In years past, if a child’s parents were not married the mother of the child would generally be granted custody and the father would have limited access to the child. The status of custody determinations throughout the country has changed, however, and the father of a child has a right to custody.
The first and most important step for a father seeking custody of a child is to establish he is the father of the child. If an unmarried woman gives birth to a child, in most cases she has the right to sole legal and physical custody of the child until the child’s father is identified. While it is generally more straightforward to determine who is the mother of a child, determining who is the father of a child is more complicated. If the mother of a child acknowledges the father of the child, either by naming him on the birth certificate or via another method, absent some outside objection, the child’s paternity will generally not be questioned regardless of a lack of definitive proof of parentage.

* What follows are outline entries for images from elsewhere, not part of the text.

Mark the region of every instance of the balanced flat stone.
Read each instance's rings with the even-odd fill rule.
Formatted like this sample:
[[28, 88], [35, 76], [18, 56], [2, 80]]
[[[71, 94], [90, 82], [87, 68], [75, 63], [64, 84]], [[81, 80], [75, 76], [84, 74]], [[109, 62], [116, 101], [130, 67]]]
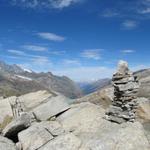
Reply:
[[137, 108], [137, 93], [139, 82], [128, 68], [128, 63], [120, 61], [117, 72], [112, 78], [114, 86], [114, 99], [106, 113], [106, 118], [110, 121], [123, 123], [135, 120]]

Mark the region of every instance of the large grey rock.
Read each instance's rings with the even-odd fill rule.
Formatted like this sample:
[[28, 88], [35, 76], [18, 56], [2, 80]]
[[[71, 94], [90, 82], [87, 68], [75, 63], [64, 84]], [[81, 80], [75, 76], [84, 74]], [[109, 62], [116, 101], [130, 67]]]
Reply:
[[0, 101], [0, 128], [4, 128], [13, 118], [9, 99], [3, 99]]
[[80, 139], [69, 133], [56, 137], [39, 150], [79, 150], [81, 144]]
[[14, 119], [3, 130], [3, 135], [13, 141], [17, 140], [17, 134], [30, 126], [30, 115], [22, 113], [20, 117]]
[[0, 136], [0, 150], [17, 150], [17, 149], [15, 144], [11, 140]]
[[[18, 134], [23, 150], [37, 150], [53, 139], [47, 123], [36, 123]], [[51, 128], [51, 127], [49, 127]]]
[[136, 110], [137, 119], [142, 123], [150, 122], [150, 100], [137, 98], [138, 107]]
[[62, 125], [58, 121], [43, 121], [40, 123], [35, 123], [35, 125], [41, 128], [45, 128], [53, 136], [58, 136], [65, 132]]
[[149, 150], [150, 145], [140, 123], [112, 125], [103, 122], [96, 133], [79, 135], [90, 150]]
[[120, 61], [113, 75], [114, 98], [106, 113], [106, 119], [116, 123], [134, 122], [137, 108], [139, 81], [128, 68], [128, 63]]
[[105, 110], [92, 103], [71, 105], [71, 108], [60, 115], [59, 120], [66, 131], [81, 133], [97, 131], [104, 120]]
[[47, 102], [41, 104], [32, 111], [38, 120], [44, 121], [69, 108], [66, 97], [60, 95], [47, 99]]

If a man thinks he is the father of a child but the mother disputes his parentage, he can request a paternity test. If the mother of the child will not consent to a paternity test, the father can seek court intervention and petition the court to order genetic testing. A paternity test will test the DNA of the child and the man seeking to determine parentage, to resolve whether or not the man is the child’s father. If the man is determined to be the father of the child, the court in which he sought the petition will likely issue an order or declaration that he is the father of the child.
Petition for Custody
Once it is determined that a man is the father he has a right to seek custody of the child. In the best-case scenario he will be able to come to an agreement regarding child custody with the mother of the child and will be granted access to the child without court intervention. If a child’s parents cannot come to an agreement regarding custody of a child, however, the father can file a lawsuit seeking custody of the child. Child custody is divided into physical custody, or the right to determine where the child lives, and legal custody, the right to make decisions regarding the child’s health, education and upbringing. Courts may grant one parent sole custody, but sole custody is generally reserved for cases in which one parent is unfit. Courts often grant some form of joint custody, allowing both parents to have time in which the child lives with them, and to partake in making decisions regarding the child. In all cases, the court will determine the custody arrangement it feels to be in the best interest of the child.
Petition for Name Change
If the father of a child is disputed or unknown at the time of the child’s birth, the child will likely have the mother’s last name. Additionally, a mother may choose not to give a child the father’s last name for personal reasons. If a child does not have the same last name as his or her father, the father may wish to petition the court that has jurisdiction over the custody case to change the last name of the child. Whether the court will change a child’s last name generally depends on several factors, including the age of the child and what effect, whether good or bad, changing the child’s name will have on the child.